For the longest time I have wanted to read Mitch Albom’s widely regarded book, “Tuesdays with Morrie.” I finally purchased it and dove in. It was worth the read. This is one of those works that has the ability to change a person’s life, and I would be lying if I said I didn’t get a bit misty eyed at times. In short, you need to read this book, and here’s why . . .
Albom — who is a prolific sports reporter, nationally syndicated columnist and radio host, and author of several books — found out his former professor Morrie Schwartz was dying from Amyotrophic Lateral Sclerosis (ALS), or Lou Gehrig’s Disease. While in college at Brandeis University in Waltham, Mass., Albom took every class Morrie offered. They become very close and good friends. Upon graduation, though, Albom admits to allowing their connection to fade away. He didn’t keep in touch, so when he heard of his beloved professor’s fate, he reconnected. At first he was worried too much time had passed, but Morrie remembered him, which lead to the magical series weekly conversations chronicled in the book.

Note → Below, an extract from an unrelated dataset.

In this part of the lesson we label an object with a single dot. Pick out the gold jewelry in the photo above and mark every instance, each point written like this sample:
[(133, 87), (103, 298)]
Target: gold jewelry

During his time at Brandeis, Albom would always meet with Morrie on Tuesdays, so it was only natural they continue to meet on Tuesdays during the old professor’s ending days. They did this because, as Morrie said, they were “Tuesday people.”
Morrie was a teacher to the end, which is why he wanted to meet with Albom every week despite his continually declining condition. He wanted to give one final lesson to Albom. A final thesis, as it was referred to. A lesson about life and death and how to truly connect with those around us.
For 14 Tuesdays, Albom went to Morrie’s house. They talked about life and love and death and a myriad of other topics.
Each turn of the page brought forth new emotions and new perspectives on life. In reading what Albom had written of his conversations with Morrie, I felt like I was there; that Morrie was talking to me. It was very powerful. Several of the points truly struck me, but what follows are a list of the most impactful:
- Be like Morrie: have courage, humor, patience, and openness
- It’s OK to cry
- Always be present in the moment
- Don’t put off saying something to someone you care about as any day could be your last opportunity
- “‘Love is the only rational act.”‘ — Levine via Morrie
- Don’t feel sorry for yourself; give yourself a few moments each to mourn and then focus on the good
- “Sometimes you cannot believe what you see, you have to believe what you feel.” — Morrie
- “Everyone knows they’re going to die, but nobody believes it. If we did, we would do things differently [. . .] But there’s a better approach. To know you’re going to die, and to be prepared for it at any time. That’s better. That way you can actually be more involved in your life while you’re living [. . .] Once you learn how to die, you learn how to live.” — Morrie
- “‘Love each other or perish.'” — Auden via Morrie
- Lead a simple life; don’t get caught up in egotistical or materialistic things
- Money is not a substitute for anything
- Offer others what you have to give
There was so much more great thoughts and philosophies on life, love, death, and happiness, but these were some of the most poignant to me. The entire book truly made me think and reconsider what it is important in life. I’ve read other books that made me want to change, but through the stories of Morrie, I feel like it is more achievable. It seems more within my reach. He was a teacher who could simplify concepts into a more digestible form, and therein lies the beauty of it all.
Read this book.
A very cool aspect of what Albom did was the reason he wrote the book. First, Morrie wanted him to, but Albom also did it to help pay for Morrie’s medical bills. He used proceeds from the book’s sales to pay for his dying professor’s medical expenses. That’s awesome!
Oh, and I finished reading this book yesterday evening while sitting at a high school track meet. Yesterday was a Tuesday. It felt right, ya know? Like Morrie’s presence was truly there.